Farmers in Oxfordshire are being urged to seek urgent financial advice ahead of major inheritance tax (IHT) reforms due to take effect next month.

An agricultural sector specialist from accountancy and advisory firm Azets has warned that the changes could create serious financial pressures for farming families and potentially force the sale of long-held land.

The reforms, set to be introduced through the Finance Act 2026, will place new restrictions on Agricultural Property Relief (APR) and Business Property Relief (BPR) for individuals who die after 05 April 2026.

Under the new rules, 100 per cent relief will apply only to the first £2.5 million of qualifying agricultural or business assets per individual, with the remaining value eligible for only 50 per cent relief.

The change could significantly affect rural families whose farms have been passed down through generations.

Hayley Kingsnorth, partner at Azets, said the way the policy was introduced has created considerable frustration among farmers and advisers.

“The problems began immediately following the 2024 budget when the restrictions were announced without any detail,” she said.

“The restrictions were effective immediately for gifts made post budget day, if the farmer were then to die post 06 April 2026 but within seven years of their gift, and so prompted the need for advice and action.

“But there was no certainty as to the legal form of the changes until the draft legislation was finally made available on 21 July 2025.”

Kingsnorth said she was surprised that the draft legislation did not reflect recommendations from the House of Commons report The Vision of Farming, published in May 2025, which suggested more generous reliefs for genuine farmers rather than applying blanket limits to all agricultural landowners.

Further adjustments were announced in the 2025 budget, including the ability to transfer unused allowances between spouses and the increase of the relief threshold from £1 million to £2.5 million per individual.

Despite the changes, Kingsnorth said many farming families remain deeply concerned.

“We meet farmers regularly and the stress and worry the policy is causing is undeniable,” she said.

“Most viable farming enterprises have a value per head in excess of £2.5 million and we have a lot of clients impacted by this change.”

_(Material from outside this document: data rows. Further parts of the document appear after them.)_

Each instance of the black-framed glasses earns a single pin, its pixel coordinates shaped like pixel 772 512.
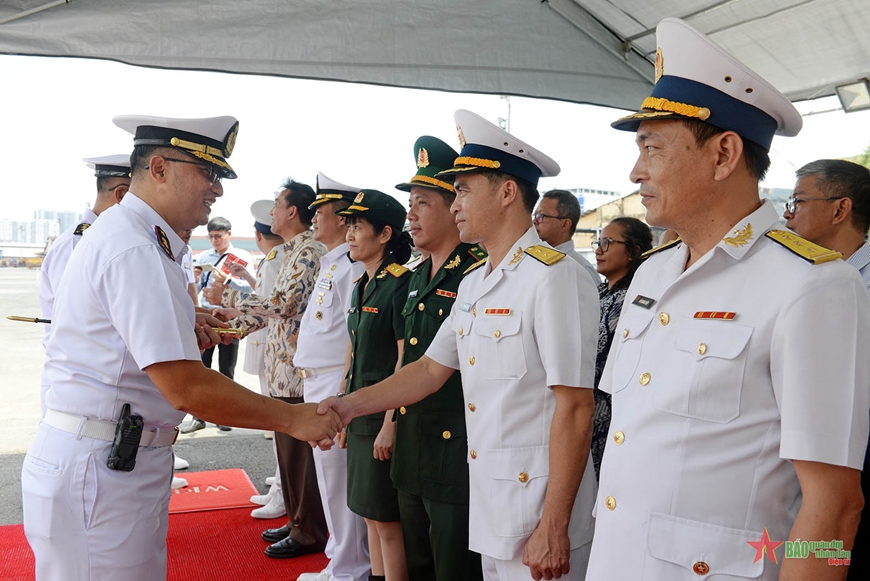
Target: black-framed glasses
pixel 538 217
pixel 604 243
pixel 214 175
pixel 791 203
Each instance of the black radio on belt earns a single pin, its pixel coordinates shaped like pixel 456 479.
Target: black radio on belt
pixel 128 433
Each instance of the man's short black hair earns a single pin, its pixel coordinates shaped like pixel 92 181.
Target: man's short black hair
pixel 300 195
pixel 567 206
pixel 219 224
pixel 837 178
pixel 756 158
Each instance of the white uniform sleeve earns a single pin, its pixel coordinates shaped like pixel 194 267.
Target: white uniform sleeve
pixel 145 297
pixel 821 369
pixel 567 352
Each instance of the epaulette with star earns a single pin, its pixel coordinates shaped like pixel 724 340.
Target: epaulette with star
pixel 665 246
pixel 545 254
pixel 807 250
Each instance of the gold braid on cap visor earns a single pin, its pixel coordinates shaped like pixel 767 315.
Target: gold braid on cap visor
pixel 662 104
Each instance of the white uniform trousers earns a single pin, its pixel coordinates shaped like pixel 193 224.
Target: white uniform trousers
pixel 347 547
pixel 276 486
pixel 85 521
pixel 499 570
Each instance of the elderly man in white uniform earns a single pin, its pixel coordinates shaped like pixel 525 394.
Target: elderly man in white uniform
pixel 319 360
pixel 739 373
pixel 125 338
pixel 526 380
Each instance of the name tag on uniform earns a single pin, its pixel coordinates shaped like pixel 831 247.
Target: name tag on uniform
pixel 643 301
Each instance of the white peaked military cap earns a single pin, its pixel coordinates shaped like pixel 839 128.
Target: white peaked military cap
pixel 116 166
pixel 329 190
pixel 696 79
pixel 486 146
pixel 261 210
pixel 211 139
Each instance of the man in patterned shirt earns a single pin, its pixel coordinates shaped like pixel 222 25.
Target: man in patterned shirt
pixel 282 314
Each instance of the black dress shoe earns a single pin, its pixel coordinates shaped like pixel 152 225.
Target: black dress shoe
pixel 275 535
pixel 194 425
pixel 289 548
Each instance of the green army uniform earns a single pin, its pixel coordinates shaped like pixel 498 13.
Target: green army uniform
pixel 375 325
pixel 430 466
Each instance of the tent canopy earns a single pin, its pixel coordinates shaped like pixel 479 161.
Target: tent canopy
pixel 594 51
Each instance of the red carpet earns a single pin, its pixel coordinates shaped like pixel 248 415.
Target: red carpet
pixel 218 545
pixel 213 490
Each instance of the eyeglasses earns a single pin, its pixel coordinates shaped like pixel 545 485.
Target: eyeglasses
pixel 213 174
pixel 791 203
pixel 538 217
pixel 604 243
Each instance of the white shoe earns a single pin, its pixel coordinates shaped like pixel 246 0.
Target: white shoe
pixel 322 576
pixel 274 509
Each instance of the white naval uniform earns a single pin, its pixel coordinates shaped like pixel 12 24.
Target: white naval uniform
pixel 508 358
pixel 122 306
pixel 322 345
pixel 568 248
pixel 53 267
pixel 709 412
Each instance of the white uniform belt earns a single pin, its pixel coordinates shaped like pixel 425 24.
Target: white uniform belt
pixel 308 373
pixel 100 430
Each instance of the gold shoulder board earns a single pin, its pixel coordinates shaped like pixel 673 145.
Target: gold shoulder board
pixel 807 250
pixel 473 266
pixel 652 251
pixel 548 256
pixel 396 269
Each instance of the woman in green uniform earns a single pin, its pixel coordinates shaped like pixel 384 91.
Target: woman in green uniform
pixel 376 326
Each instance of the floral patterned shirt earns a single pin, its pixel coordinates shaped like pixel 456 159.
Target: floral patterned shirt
pixel 281 312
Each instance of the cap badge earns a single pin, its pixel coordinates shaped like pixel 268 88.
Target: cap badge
pixel 422 158
pixel 741 237
pixel 230 141
pixel 660 64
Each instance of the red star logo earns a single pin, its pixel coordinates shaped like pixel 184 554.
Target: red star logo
pixel 765 545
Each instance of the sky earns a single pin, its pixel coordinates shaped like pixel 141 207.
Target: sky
pixel 57 111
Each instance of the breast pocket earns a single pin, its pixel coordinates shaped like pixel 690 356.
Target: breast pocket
pixel 683 549
pixel 707 376
pixel 499 343
pixel 518 485
pixel 627 345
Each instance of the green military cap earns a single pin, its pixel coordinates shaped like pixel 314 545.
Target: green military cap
pixel 377 206
pixel 433 156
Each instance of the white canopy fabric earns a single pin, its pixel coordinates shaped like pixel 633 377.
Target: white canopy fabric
pixel 594 51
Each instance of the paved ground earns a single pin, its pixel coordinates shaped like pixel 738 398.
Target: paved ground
pixel 21 358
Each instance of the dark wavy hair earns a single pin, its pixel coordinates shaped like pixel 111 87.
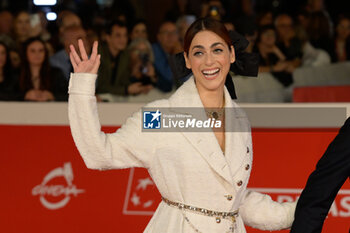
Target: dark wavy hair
pixel 45 70
pixel 7 69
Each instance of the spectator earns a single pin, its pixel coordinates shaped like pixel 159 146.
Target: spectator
pixel 182 24
pixel 245 23
pixel 264 18
pixel 8 76
pixel 6 25
pixel 70 35
pixel 114 75
pixel 213 9
pixel 319 33
pixel 141 62
pixel 22 27
pixel 168 44
pixel 288 43
pixel 271 58
pixel 38 80
pixel 139 30
pixel 341 51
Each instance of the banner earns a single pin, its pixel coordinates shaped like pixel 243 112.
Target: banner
pixel 46 186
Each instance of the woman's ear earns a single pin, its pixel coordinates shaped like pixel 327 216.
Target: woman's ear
pixel 232 54
pixel 188 65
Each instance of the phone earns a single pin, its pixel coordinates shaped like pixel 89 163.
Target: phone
pixel 34 20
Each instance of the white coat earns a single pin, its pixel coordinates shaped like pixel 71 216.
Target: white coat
pixel 189 167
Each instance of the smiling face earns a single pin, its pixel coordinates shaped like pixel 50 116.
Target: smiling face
pixel 209 58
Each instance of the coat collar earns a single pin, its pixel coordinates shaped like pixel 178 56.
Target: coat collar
pixel 206 144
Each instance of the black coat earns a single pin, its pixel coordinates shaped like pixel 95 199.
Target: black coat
pixel 331 172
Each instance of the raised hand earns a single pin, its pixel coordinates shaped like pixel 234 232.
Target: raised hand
pixel 84 64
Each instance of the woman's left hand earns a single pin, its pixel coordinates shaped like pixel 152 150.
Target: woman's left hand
pixel 85 64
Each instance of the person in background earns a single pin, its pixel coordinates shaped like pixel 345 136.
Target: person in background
pixel 22 28
pixel 264 18
pixel 319 31
pixel 38 80
pixel 139 30
pixel 331 172
pixel 341 51
pixel 182 24
pixel 141 62
pixel 8 76
pixel 168 44
pixel 213 9
pixel 6 27
pixel 70 35
pixel 288 43
pixel 271 58
pixel 114 73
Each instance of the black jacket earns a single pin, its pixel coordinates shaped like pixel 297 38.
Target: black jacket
pixel 331 172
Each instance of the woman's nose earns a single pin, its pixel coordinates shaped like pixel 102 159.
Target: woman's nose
pixel 209 59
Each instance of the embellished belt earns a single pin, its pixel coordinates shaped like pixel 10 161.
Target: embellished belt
pixel 211 213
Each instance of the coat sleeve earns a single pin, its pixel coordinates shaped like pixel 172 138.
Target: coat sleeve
pixel 331 172
pixel 127 147
pixel 260 211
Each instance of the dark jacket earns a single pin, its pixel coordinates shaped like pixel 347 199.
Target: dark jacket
pixel 332 170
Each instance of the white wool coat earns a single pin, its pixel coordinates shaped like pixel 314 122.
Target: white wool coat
pixel 186 167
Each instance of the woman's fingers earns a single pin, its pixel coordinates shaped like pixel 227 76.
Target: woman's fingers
pixel 74 64
pixel 96 64
pixel 94 51
pixel 82 50
pixel 75 56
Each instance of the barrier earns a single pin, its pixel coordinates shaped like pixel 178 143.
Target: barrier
pixel 47 188
pixel 322 94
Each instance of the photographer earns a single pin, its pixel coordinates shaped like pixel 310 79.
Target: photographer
pixel 141 63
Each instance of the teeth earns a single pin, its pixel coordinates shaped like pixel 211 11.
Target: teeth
pixel 209 72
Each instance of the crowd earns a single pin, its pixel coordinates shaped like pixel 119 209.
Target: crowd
pixel 35 66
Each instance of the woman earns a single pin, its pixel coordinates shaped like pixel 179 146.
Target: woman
pixel 202 177
pixel 8 76
pixel 38 80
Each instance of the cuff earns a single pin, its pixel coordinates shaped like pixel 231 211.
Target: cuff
pixel 82 83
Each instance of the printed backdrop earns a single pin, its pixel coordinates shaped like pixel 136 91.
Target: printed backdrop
pixel 46 187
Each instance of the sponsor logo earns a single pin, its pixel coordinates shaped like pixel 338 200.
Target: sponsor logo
pixel 152 119
pixel 48 191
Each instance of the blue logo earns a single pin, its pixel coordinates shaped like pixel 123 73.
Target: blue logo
pixel 151 119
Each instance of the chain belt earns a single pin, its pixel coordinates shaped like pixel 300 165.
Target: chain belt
pixel 211 213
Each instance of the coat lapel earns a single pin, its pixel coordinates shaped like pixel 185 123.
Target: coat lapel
pixel 205 142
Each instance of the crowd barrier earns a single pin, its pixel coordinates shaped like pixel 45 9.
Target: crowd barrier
pixel 47 187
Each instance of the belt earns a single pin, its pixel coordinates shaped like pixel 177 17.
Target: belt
pixel 211 213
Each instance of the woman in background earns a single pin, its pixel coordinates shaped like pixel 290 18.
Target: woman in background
pixel 38 80
pixel 8 76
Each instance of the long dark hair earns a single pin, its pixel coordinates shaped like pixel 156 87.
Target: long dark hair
pixel 7 69
pixel 203 24
pixel 45 70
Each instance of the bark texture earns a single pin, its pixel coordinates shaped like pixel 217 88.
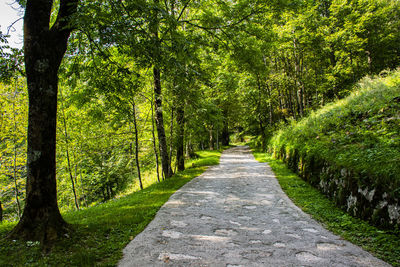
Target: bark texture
pixel 44 50
pixel 165 163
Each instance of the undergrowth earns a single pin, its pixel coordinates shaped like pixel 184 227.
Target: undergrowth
pixel 101 232
pixel 383 244
pixel 359 133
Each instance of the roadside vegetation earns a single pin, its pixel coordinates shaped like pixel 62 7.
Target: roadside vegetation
pixel 383 244
pixel 360 132
pixel 100 233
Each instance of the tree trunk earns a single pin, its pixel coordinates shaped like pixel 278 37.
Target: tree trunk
pixel 44 50
pixel 180 121
pixel 16 193
pixel 67 152
pixel 225 132
pixel 211 140
pixel 137 146
pixel 165 163
pixel 171 135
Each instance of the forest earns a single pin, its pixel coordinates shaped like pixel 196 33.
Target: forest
pixel 109 97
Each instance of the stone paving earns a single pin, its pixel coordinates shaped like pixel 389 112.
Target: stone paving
pixel 236 214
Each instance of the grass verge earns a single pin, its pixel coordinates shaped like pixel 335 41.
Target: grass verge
pixel 383 244
pixel 101 232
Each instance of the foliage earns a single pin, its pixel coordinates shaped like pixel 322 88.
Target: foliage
pixel 101 232
pixel 360 132
pixel 383 244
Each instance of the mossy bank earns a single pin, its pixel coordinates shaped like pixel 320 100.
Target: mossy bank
pixel 350 150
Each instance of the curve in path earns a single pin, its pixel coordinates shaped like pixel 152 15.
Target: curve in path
pixel 236 214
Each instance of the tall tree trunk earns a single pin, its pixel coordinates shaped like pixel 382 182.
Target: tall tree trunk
pixel 44 50
pixel 180 121
pixel 137 146
pixel 67 152
pixel 165 162
pixel 154 142
pixel 171 135
pixel 225 132
pixel 211 140
pixel 162 140
pixel 16 193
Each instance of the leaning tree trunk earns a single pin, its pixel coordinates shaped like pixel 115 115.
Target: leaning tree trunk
pixel 225 132
pixel 137 146
pixel 165 163
pixel 44 50
pixel 180 121
pixel 154 25
pixel 154 143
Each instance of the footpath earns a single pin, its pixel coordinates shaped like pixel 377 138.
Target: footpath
pixel 236 214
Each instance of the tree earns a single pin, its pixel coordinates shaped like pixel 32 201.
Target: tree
pixel 44 46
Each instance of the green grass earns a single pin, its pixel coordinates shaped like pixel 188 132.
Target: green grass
pixel 383 244
pixel 359 133
pixel 100 233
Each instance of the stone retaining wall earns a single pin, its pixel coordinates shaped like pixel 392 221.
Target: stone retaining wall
pixel 359 194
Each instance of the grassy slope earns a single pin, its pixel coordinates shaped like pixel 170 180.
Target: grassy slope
pixel 383 244
pixel 101 232
pixel 360 133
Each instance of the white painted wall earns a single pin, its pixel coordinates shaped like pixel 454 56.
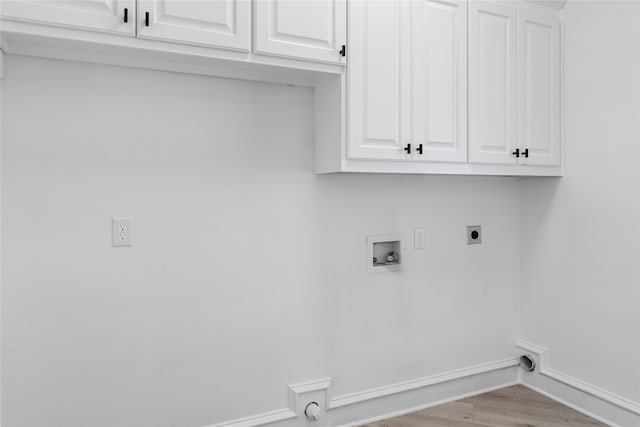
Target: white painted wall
pixel 580 251
pixel 247 271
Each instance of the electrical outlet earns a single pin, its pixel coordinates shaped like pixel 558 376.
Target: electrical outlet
pixel 121 231
pixel 474 235
pixel 418 238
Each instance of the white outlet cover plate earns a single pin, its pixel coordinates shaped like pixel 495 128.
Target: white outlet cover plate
pixel 121 232
pixel 418 238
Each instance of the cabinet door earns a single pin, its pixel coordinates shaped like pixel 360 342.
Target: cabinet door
pixel 98 15
pixel 439 79
pixel 492 83
pixel 378 79
pixel 539 88
pixel 313 30
pixel 211 23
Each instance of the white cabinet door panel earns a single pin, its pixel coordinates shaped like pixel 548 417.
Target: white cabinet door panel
pixel 492 83
pixel 378 81
pixel 539 88
pixel 311 29
pixel 211 23
pixel 439 79
pixel 98 15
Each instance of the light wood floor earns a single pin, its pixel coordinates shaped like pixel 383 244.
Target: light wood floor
pixel 515 406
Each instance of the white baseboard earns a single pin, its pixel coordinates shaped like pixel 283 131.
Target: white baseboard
pixel 265 418
pixel 361 396
pixel 396 399
pixel 586 398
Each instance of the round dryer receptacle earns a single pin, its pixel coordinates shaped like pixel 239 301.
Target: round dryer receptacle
pixel 527 362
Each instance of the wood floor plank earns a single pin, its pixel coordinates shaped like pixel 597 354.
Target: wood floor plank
pixel 515 406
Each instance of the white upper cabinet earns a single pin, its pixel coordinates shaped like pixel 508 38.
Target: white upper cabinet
pixel 514 85
pixel 210 23
pixel 110 16
pixel 407 80
pixel 539 88
pixel 378 94
pixel 492 83
pixel 314 30
pixel 439 80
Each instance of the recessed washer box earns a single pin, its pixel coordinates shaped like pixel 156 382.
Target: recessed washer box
pixel 384 253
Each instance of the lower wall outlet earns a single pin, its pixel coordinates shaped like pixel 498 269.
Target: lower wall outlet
pixel 121 232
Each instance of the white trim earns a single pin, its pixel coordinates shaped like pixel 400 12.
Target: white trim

She also noted the emotional toll the reforms are having on older farmers.

“Some of the older farmers feel guilty that if they live beyond 05 April, they are somehow letting their families down and consider it unfair that they haven’t been allowed time to do any planning.”

Many farms, she explained, are asset-rich but cash-poor, meaning families may have to sell parts of their land to pay inheritance tax liabilities.

Kingsnorth cautioned that inheritance tax planning is complex and that simple solutions are unlikely to work.

“This is a complicated issue and it’s not as easy as just giving some land away and then hoping you live beyond the seven-year rule when it is free from IHT,” she said.

“Trusts have been proposed as a planning option, but they won’t suit all farms and are complex – every single case is different and there is no off-the-shelf solution.”

She advised farmers to seek professional financial and legal guidance to understand how the reforms could affect their individual circumstances.

“One of our fears is that there are farmers out there who are tempted to just bury their heads in the sand and hope the problem goes away,” she said.

“Whilst we understand the uncertainty caused by the way the restrictions have been introduced may make farmers hopeful that further changes could be announced, time is running out.”

Latest figures from the Office for National Statistics show that total income from farming in the South East, including London, reached £605 million in 2024, highlighting the sector’s continued economic importance.